Georgia's choice of law rules apply the doctrine of lex loci delicti, the traditional rule that "a tort action is governed by the substantive law of the state where the tort was committed." Dowis v. Mud Slingers, Inc., 279 Ga. 808, 809, 816, 621 S.E.2d 413, 414, 419 (2005). Here, the accident and resulting injuries occurred in Alabama and therefore, under general lex loci delicti principles, Alabama substantive law would apply to Plaintiffs' claims. See Risdon Enters., Inc. v. Colemill Enters., Inc., 172 Ga. App. 902, 903, 324 S.E.2d 738, 740 (1984) ("The general rule is that the place of the wrong, the locus delicti, is the place where the injury sustained was suffered rather than the place where the act was committed[.]") (internal quotation marks omitted). The Court recognizes that Georgia courts have sometimes made a distinction in the choice of law analysis between causes of action governed by foreign statutes and causes of action arising out of the common law, declining to apply another jurisdiction's law when no statute is involved. See Frank Briscoe Co. v. Ga. Sprinkler Co., 713 F.2d 1500, 1503 (11th Cir. 1983) (recognizing that "[w]hen no statute is involved, Georgia courts apply the common law as developed in Georgia rather than foreign case law."). The Court finds it unnecessary to decide whether Alabama or Georgia law applies because both states recognize a cause of action for negligent failure to warn against a seller of dangerous products.

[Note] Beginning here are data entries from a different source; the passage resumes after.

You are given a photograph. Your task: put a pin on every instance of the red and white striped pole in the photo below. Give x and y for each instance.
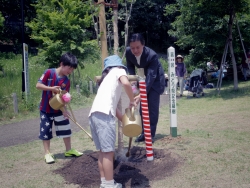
(146, 120)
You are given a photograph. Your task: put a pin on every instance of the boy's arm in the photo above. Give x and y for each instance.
(119, 114)
(43, 87)
(128, 89)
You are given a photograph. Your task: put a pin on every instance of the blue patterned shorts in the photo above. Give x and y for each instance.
(62, 125)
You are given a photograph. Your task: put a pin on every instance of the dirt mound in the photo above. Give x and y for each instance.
(134, 171)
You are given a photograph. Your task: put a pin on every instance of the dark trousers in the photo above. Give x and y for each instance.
(153, 110)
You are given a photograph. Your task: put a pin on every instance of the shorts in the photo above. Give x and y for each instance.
(103, 131)
(62, 125)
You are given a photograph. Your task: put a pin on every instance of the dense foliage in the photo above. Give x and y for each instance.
(201, 27)
(62, 26)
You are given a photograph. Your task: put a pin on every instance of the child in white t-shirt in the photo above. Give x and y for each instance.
(103, 112)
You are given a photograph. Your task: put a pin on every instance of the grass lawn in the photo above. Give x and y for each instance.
(214, 146)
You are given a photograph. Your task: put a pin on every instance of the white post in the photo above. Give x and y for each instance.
(91, 87)
(172, 94)
(26, 69)
(15, 103)
(77, 89)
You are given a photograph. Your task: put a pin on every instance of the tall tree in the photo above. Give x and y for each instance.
(205, 25)
(62, 26)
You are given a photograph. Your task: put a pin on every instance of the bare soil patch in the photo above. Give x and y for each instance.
(135, 171)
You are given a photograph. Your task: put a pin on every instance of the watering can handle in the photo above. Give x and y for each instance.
(133, 112)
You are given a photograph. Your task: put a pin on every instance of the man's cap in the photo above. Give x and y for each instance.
(113, 61)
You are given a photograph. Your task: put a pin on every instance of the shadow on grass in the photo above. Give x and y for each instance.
(226, 91)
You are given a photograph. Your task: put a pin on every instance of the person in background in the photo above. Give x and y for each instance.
(50, 83)
(140, 56)
(180, 71)
(103, 112)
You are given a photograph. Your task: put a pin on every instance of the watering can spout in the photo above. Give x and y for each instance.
(131, 122)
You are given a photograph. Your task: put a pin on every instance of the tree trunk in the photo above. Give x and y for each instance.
(116, 46)
(115, 26)
(230, 25)
(103, 32)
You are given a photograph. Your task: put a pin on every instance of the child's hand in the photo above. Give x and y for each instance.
(55, 89)
(66, 114)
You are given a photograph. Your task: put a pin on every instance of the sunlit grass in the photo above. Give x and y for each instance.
(11, 82)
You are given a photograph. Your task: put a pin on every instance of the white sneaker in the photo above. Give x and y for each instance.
(49, 158)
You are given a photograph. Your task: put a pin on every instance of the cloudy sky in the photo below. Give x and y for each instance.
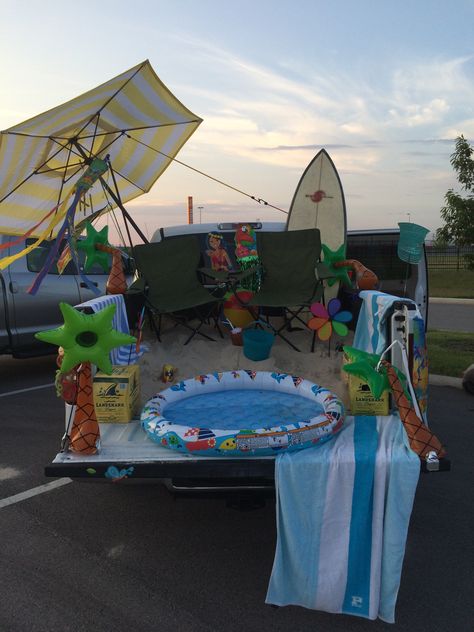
(385, 87)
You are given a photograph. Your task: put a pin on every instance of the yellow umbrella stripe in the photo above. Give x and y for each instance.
(71, 112)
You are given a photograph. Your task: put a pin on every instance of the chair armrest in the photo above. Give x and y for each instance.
(219, 275)
(322, 271)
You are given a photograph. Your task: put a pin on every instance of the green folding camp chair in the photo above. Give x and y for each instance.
(291, 276)
(169, 284)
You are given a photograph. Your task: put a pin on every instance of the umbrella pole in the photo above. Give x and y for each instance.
(118, 202)
(115, 197)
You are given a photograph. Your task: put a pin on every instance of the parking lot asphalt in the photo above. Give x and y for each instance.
(451, 314)
(107, 557)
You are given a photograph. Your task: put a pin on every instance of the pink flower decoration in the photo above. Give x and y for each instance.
(325, 321)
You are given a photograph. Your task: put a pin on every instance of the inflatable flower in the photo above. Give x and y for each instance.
(325, 321)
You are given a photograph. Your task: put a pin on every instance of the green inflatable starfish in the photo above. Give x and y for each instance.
(364, 366)
(334, 256)
(86, 337)
(88, 245)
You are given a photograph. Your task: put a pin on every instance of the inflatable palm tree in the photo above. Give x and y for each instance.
(380, 375)
(85, 339)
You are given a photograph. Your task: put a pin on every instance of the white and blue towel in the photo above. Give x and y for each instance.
(343, 510)
(125, 354)
(372, 326)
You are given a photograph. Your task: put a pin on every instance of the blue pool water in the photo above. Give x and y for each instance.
(228, 410)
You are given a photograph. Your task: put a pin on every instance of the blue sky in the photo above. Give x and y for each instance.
(385, 87)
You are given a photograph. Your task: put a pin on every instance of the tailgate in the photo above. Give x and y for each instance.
(127, 453)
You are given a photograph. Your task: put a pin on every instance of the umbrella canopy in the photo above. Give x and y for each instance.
(133, 119)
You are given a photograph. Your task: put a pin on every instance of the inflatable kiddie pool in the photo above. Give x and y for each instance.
(242, 413)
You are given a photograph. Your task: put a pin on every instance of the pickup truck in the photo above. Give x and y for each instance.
(21, 314)
(127, 453)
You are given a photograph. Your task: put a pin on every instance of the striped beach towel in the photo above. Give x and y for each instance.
(372, 326)
(127, 353)
(343, 510)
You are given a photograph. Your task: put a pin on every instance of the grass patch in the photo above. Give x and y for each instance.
(451, 283)
(449, 353)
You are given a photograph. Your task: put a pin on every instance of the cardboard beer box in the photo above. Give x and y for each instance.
(117, 396)
(362, 402)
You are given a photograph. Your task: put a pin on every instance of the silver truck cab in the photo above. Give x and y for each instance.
(21, 314)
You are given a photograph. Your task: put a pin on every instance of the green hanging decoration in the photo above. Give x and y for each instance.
(88, 245)
(334, 256)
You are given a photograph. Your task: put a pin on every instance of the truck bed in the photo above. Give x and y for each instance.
(126, 452)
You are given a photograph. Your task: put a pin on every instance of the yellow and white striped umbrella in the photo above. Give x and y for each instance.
(133, 118)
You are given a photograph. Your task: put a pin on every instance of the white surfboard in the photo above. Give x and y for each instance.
(319, 202)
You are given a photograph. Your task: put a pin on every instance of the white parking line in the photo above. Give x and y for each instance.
(25, 390)
(35, 491)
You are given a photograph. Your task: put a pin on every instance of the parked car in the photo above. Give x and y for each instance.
(22, 315)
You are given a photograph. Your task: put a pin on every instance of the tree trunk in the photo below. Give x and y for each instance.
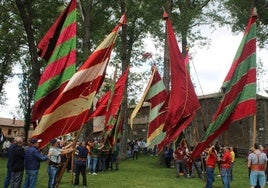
(166, 76)
(25, 11)
(125, 60)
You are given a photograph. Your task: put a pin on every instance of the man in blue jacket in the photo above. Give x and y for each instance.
(32, 160)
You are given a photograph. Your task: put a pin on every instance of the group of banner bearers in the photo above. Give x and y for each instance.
(70, 109)
(222, 157)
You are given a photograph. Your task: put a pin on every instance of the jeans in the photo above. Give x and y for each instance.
(114, 159)
(31, 178)
(102, 164)
(7, 178)
(226, 177)
(210, 177)
(93, 165)
(52, 171)
(80, 168)
(16, 179)
(88, 162)
(180, 164)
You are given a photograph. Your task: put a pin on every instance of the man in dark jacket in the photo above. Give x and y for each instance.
(32, 160)
(17, 163)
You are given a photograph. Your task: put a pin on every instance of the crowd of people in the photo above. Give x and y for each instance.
(220, 157)
(94, 156)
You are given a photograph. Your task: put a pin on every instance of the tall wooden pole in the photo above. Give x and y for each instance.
(254, 130)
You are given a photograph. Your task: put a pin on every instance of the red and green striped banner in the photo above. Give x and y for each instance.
(115, 103)
(239, 87)
(156, 94)
(70, 110)
(183, 101)
(58, 48)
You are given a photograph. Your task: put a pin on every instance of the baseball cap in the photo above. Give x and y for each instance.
(35, 140)
(53, 141)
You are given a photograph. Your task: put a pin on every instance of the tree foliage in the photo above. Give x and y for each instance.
(239, 14)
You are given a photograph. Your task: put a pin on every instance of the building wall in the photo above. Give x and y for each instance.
(239, 134)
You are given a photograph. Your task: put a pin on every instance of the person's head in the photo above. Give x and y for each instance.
(261, 148)
(83, 143)
(226, 148)
(256, 146)
(54, 142)
(18, 140)
(35, 142)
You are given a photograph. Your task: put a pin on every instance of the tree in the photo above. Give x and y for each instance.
(240, 12)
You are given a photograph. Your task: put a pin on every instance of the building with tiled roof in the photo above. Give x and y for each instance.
(12, 127)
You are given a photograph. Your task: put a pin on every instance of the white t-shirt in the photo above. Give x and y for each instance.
(55, 154)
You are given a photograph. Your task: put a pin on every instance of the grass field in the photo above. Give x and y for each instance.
(142, 173)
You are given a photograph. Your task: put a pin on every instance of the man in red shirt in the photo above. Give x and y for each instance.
(210, 165)
(179, 157)
(226, 162)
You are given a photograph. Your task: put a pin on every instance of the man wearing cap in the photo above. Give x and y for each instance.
(17, 163)
(32, 160)
(54, 161)
(257, 162)
(226, 162)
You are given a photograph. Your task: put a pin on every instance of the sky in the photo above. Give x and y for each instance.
(209, 66)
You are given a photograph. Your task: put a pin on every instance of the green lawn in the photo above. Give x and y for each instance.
(144, 172)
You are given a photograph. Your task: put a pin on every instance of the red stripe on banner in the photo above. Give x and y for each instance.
(57, 67)
(250, 48)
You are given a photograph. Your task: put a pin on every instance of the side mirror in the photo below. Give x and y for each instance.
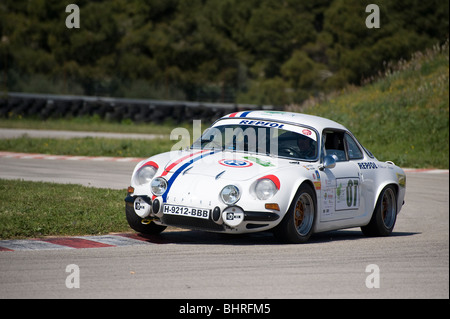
(328, 162)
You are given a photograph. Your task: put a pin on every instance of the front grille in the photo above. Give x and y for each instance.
(190, 222)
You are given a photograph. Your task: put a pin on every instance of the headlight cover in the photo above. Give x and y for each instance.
(230, 194)
(158, 186)
(145, 174)
(265, 189)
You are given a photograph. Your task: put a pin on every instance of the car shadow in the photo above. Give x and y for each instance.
(184, 237)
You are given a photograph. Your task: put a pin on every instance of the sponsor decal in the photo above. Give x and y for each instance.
(367, 165)
(235, 163)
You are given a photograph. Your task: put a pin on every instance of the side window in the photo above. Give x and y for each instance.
(354, 151)
(334, 145)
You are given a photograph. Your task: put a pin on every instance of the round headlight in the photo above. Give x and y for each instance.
(158, 186)
(230, 194)
(265, 189)
(145, 174)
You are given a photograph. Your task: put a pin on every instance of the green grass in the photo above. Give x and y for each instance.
(88, 146)
(36, 209)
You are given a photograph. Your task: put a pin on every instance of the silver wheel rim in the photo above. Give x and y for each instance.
(304, 214)
(388, 208)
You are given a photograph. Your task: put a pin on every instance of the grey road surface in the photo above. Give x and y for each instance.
(412, 263)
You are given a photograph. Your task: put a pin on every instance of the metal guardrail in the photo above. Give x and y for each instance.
(117, 109)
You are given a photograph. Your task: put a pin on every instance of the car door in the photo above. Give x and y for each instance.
(341, 185)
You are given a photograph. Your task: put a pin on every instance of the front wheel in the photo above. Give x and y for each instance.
(385, 214)
(297, 225)
(136, 222)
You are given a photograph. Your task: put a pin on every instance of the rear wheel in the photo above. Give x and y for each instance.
(297, 225)
(385, 214)
(141, 225)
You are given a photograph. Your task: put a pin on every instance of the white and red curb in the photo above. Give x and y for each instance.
(57, 243)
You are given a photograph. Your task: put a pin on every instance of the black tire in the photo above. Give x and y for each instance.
(298, 223)
(136, 224)
(384, 215)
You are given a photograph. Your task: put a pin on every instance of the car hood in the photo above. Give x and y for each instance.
(223, 164)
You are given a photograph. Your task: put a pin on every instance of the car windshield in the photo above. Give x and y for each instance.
(261, 137)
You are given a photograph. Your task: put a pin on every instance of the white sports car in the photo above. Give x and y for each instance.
(291, 173)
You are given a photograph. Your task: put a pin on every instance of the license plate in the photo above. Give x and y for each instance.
(186, 211)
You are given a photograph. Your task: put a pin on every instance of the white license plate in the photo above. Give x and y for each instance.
(186, 211)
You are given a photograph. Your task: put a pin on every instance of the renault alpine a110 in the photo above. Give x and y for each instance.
(293, 174)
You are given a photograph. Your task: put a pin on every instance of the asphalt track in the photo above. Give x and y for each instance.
(412, 263)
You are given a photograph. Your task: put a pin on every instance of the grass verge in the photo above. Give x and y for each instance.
(36, 209)
(87, 146)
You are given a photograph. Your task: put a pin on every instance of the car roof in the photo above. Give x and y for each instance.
(317, 122)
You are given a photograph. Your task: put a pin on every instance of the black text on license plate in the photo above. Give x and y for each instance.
(186, 211)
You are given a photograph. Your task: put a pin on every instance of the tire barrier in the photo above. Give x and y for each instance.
(44, 106)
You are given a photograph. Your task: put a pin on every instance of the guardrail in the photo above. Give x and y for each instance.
(46, 106)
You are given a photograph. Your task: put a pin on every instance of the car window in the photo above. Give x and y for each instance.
(354, 152)
(334, 145)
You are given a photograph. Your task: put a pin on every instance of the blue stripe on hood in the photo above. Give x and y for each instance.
(181, 169)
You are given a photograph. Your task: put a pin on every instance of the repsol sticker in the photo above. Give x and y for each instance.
(261, 123)
(368, 165)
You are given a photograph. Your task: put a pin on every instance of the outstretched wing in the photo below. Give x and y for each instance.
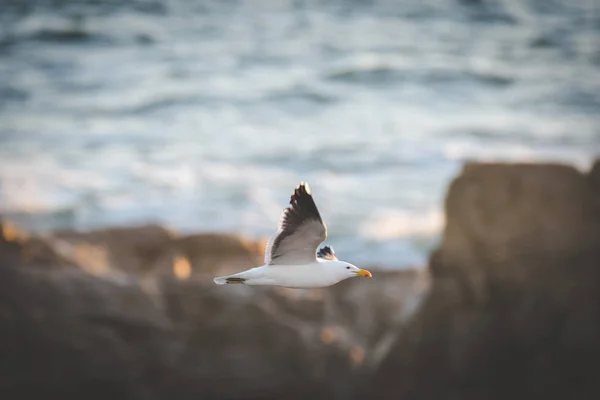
(327, 253)
(301, 231)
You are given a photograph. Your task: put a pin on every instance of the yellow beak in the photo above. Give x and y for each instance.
(364, 273)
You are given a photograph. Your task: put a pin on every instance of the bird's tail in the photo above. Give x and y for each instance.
(228, 280)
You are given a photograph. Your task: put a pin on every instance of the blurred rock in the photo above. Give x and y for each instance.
(137, 316)
(514, 307)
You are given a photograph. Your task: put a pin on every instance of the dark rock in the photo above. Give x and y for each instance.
(125, 328)
(514, 307)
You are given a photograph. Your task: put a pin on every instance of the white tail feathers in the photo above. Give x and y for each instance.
(228, 280)
(221, 280)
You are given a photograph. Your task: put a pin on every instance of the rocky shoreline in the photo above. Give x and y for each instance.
(508, 307)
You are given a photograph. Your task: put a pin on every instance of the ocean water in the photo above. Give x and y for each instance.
(204, 115)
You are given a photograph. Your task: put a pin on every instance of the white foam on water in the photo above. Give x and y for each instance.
(388, 224)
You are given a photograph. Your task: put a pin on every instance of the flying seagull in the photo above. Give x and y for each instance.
(291, 257)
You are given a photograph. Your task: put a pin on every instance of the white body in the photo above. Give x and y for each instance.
(321, 273)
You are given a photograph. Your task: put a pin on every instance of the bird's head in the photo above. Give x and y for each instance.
(347, 270)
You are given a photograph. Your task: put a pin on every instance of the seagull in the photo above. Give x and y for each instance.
(291, 256)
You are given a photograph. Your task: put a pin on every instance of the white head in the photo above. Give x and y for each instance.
(344, 270)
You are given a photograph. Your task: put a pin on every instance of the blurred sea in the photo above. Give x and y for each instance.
(204, 115)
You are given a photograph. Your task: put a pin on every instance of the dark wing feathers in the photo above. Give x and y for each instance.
(301, 230)
(327, 253)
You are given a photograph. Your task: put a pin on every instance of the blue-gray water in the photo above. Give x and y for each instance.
(205, 115)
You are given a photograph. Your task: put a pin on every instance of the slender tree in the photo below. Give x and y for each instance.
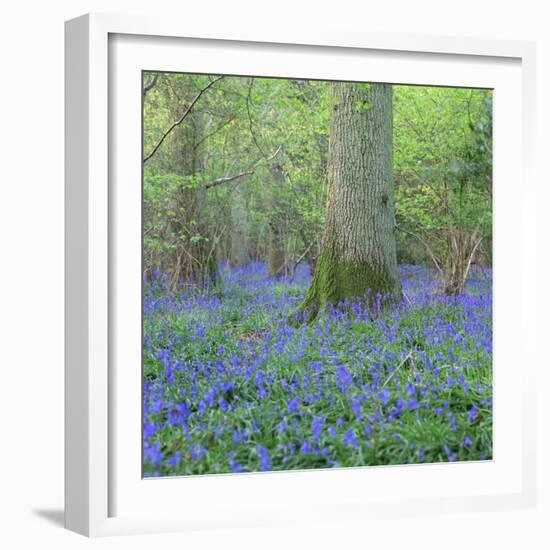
(358, 252)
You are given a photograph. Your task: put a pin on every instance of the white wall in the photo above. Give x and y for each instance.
(31, 271)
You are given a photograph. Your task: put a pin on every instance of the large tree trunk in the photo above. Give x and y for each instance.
(358, 252)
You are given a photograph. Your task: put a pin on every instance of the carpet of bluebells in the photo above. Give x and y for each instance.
(232, 385)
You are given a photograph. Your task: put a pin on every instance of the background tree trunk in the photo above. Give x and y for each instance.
(276, 238)
(358, 252)
(239, 228)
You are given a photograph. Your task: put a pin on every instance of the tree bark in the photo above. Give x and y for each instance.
(358, 252)
(239, 228)
(276, 238)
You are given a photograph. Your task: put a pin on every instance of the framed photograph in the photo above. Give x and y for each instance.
(295, 276)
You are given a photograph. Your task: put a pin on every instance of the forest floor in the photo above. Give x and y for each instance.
(231, 386)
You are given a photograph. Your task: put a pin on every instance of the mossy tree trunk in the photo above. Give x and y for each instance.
(358, 251)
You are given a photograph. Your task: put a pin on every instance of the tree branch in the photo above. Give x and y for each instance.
(181, 119)
(150, 84)
(219, 181)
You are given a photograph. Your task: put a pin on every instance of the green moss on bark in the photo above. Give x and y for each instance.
(335, 281)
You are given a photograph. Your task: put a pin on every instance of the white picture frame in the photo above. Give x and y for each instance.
(104, 491)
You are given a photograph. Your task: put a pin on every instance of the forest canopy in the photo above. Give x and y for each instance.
(317, 286)
(235, 170)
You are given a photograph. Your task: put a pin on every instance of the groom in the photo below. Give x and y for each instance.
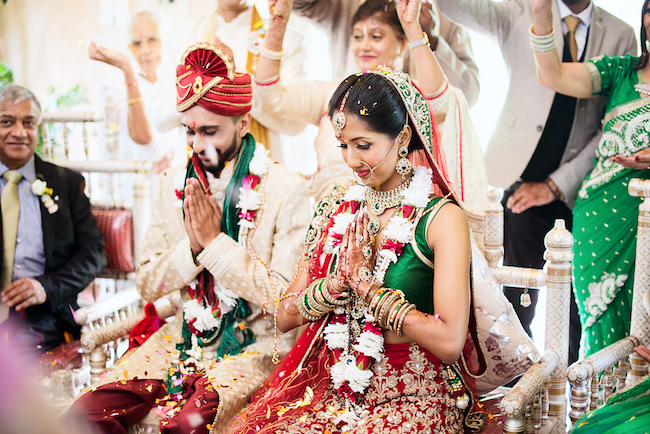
(227, 231)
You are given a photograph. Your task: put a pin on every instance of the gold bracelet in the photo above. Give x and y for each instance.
(134, 100)
(303, 310)
(394, 318)
(329, 297)
(385, 305)
(317, 308)
(383, 297)
(374, 300)
(390, 312)
(319, 295)
(400, 322)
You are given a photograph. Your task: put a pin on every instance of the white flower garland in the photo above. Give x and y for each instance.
(397, 233)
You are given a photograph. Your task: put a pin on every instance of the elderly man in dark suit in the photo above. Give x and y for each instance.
(51, 246)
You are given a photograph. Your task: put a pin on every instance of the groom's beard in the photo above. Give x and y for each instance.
(222, 158)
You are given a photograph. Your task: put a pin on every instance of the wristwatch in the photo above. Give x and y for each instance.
(423, 41)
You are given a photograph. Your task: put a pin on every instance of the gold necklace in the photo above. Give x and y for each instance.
(379, 201)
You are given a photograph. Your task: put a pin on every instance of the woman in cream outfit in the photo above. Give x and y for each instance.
(377, 39)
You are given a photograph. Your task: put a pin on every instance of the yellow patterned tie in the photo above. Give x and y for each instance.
(10, 204)
(572, 24)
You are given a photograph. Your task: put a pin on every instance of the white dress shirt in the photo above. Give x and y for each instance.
(583, 28)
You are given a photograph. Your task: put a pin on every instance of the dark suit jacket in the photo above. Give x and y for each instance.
(74, 253)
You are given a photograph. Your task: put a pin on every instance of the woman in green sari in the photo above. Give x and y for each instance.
(605, 215)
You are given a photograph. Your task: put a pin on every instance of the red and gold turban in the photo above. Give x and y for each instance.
(207, 77)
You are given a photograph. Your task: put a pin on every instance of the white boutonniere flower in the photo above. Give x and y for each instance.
(39, 188)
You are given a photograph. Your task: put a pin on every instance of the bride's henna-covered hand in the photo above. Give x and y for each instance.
(356, 240)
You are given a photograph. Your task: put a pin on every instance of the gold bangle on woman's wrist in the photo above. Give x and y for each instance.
(269, 54)
(135, 100)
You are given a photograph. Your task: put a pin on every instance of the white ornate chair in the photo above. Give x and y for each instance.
(102, 342)
(611, 369)
(536, 404)
(60, 131)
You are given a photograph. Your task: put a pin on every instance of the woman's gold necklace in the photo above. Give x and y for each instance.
(379, 201)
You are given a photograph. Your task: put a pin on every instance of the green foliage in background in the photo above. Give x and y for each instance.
(60, 101)
(6, 74)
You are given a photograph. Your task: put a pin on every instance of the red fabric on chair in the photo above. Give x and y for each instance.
(145, 328)
(117, 228)
(65, 356)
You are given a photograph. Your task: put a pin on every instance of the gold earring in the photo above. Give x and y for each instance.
(403, 166)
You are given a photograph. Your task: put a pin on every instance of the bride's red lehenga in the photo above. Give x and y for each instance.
(411, 390)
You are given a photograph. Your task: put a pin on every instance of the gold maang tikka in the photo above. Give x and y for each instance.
(339, 119)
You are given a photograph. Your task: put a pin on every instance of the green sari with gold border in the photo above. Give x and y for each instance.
(605, 216)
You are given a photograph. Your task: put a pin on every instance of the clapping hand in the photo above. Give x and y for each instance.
(202, 216)
(408, 12)
(105, 55)
(280, 9)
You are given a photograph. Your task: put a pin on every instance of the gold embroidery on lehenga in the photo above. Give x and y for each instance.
(430, 407)
(382, 388)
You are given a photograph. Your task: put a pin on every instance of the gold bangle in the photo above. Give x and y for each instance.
(383, 298)
(329, 297)
(303, 310)
(400, 322)
(134, 100)
(385, 305)
(391, 311)
(374, 300)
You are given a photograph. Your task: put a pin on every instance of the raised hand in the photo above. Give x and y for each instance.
(23, 293)
(528, 195)
(429, 19)
(408, 12)
(107, 56)
(280, 9)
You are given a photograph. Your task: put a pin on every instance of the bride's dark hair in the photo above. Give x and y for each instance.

II. Plaintiffs' Request For Attorney's Fees
Plaintiffs' motion to remand requests that the Court award attorney's fees and costs to Plaintiffs associated with seeking remand of the action to state court. "An order remanding the case may require payment of just costs and any actual expenses, including attorney fees, incurred as a result of the removal." 28 U.S.C. § 1447(c). "Absent unusual circumstances, courts may award attorney's fees under § 1447(c) only where the removing party lacked an objectively reasonable basis for seeking removal. Conversely, when an objectively reasonable basis exists, fees should be denied." Martin v. Franklin Capital Corp., 546 U.S. 132, 141 (2005). Although the Court rejects Defendants' arguments in favor of removal, the Court finds there was an objectively reasonable basis for seeking removal. Therefore, Plaintiffs' request for costs and attorney's fees is denied.
CONCLUSION
Based on the foregoing, Plaintiffs' motion to remand (ECF No. 9) is granted, and this action is remanded to the State Court of Muscogee County, Georgia. Plaintiffs' request for costs and attorney's fees is denied.
IT IS SO ORDERED, this 3rd day of March, 2011.